Additional informations I forgot in my first comment: Joined crash report contains one line complaining about an out of memory while this was clearly not the case, there was at least half of the system's memory available on a 16GB computer.
Are you trying to copy to the SD card inside the phone? You can't sanely do device->device copies over mtp; the files go to the computer and back again which is extremely slow, even if nothing else goes wrong. You should use a device side file manager to do it. If you're trying to copy from the device to the host, then it should work, but you definitely ran out of memory. The OOM killer kicked in, which doesn't happen by mistake. In the process list, the gvfs-mtp process is consuming a lot of memory - almost half of your available RAM, and you have no swap, so boom. I have one or two suspects in mind. The filesystem exposed by an android phone (I assume this is an android phone) over mtp will have a lot of very small files in the /Android and /data directories. These are extremely inefficient to copy, and so even if everything works fine, the process is really really slow. Second, there can be some weird files in there that don't copy properly and can stall out the process. Finally, nautilus does a full enumeration of the filesystem under the point you are copying before it copies anything. If you are copying the whole thing, then it will walk the whole filesystem.
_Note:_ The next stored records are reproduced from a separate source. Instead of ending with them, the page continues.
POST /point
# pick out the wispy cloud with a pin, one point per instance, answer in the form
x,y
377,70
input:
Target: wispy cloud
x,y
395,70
Internally, gvfs has to maintain a cache of mtp file IDs to filenames which gets populated as directories are traversed. The end result is that there's this cache, and that's probably what is consuming all the memory, if there are a lot of files under consideration. So, what does that mean? Maybe, the file enumeration is literally filling up all your ram and then you get OOM killed. Another possibility is that you get a very large cache, which does not initially trigger OOM but then one of the other two problems causes the copy to stall so it just sits around consuming a lot of RAM and then something else tries to do something, triggering memory stress, and then you get OOM killed. In the past when I've needed to copy the whole filesystem to a PC, I try and make a zip/tarball on the device and copy that over. It works much better.
Yes this was a copy from internal memoy to phone's SD card. Device-side file-managers are really not practical (and did strange things when I tried one time: files weren't visible on the PC). As stated in the first comment, copies from phone internal memory to PC and from PC to phone's internal memory or SD card just act fine, and there are no issues at all. gvfs-mtp can be memory-hungry, ok, but to the point of using 8GB or even more? It seems like a lot, right? Yes this is an Android phone. But I didn't tried to copy the whole filesystem actually. Just a couple of music albums. When I noticed it failed I tried only one album which is like a directory containing 5 to 30 files only? I don't get why Nautilus would do a full enumeration but I guess it happens too when doing PC to phone and phone to PC copies? I that's the case, I've got no issues when doing that. Same goes for the cache: very few files, it shouldn't run big.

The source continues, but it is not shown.